Hanson Duvall Puthuff (American, 1875–1972)
Oil on canvas, 24 x 30 in. Crocker Art Museum, Melza and Ted Barr Collection, 2008.106.

Hanson Puthuff painted Southern California’s hills, canyons, mountains, and deserts. He painted still-life subjects less frequently, but when he did, he usually painted flowers that he grew in his own garden, which he first planted shortly after his arrival in Los Angeles in 1903.

Born in Waverly, Missouri, Puthuff studied at the Chicago Art Institute. After moving with his foster mother to Colorado, he enrolled at the University of Denver Art School.
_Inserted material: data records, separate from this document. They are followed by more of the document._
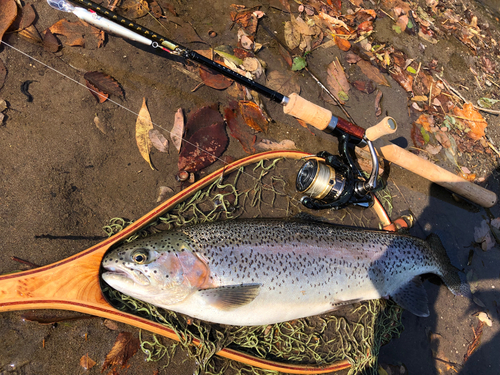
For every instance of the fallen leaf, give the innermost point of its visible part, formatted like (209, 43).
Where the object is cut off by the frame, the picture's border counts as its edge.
(213, 79)
(472, 119)
(282, 82)
(105, 83)
(206, 140)
(163, 192)
(253, 116)
(269, 145)
(142, 128)
(378, 109)
(337, 81)
(125, 347)
(402, 77)
(86, 362)
(8, 13)
(238, 130)
(110, 324)
(372, 73)
(3, 73)
(365, 86)
(158, 140)
(177, 131)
He then pursued commercial work, painting murals, decorative friezes, and signs.

In Los Angeles, Puthuff continued to work as a commercial artist while at the same time producing easel paintings. He also taught and was an active leader in the Southern California art community. In 1926, he left the city and moved with his family to La Crescenta, where he could paint full time. According to the Puthuff family, it was there that he painted this work.

Puthuff’s first marriage in 1910 resulted in five children. He married a second time in 1940. Following his second marriage, he moved to La Cañada, where he continued his painting and gardening activities. “He painted a little, gardened a lot,” remembered his second wife, Louise, “people would stop to admire the gorgeous array of blooming roses, geraniums, cannas, snapdragons, et cetera, . . . as well as figs, persimmons, and hollyhocks. Our garden was a joy.”(1) The couple later moved to Corona del Mar, California.

1. “Notes by Louise Puthuff,” in Hanson Puthuff, 1875–1972: California Colors (Pasadena: Pasadena Museum of California Art, 2007), 25.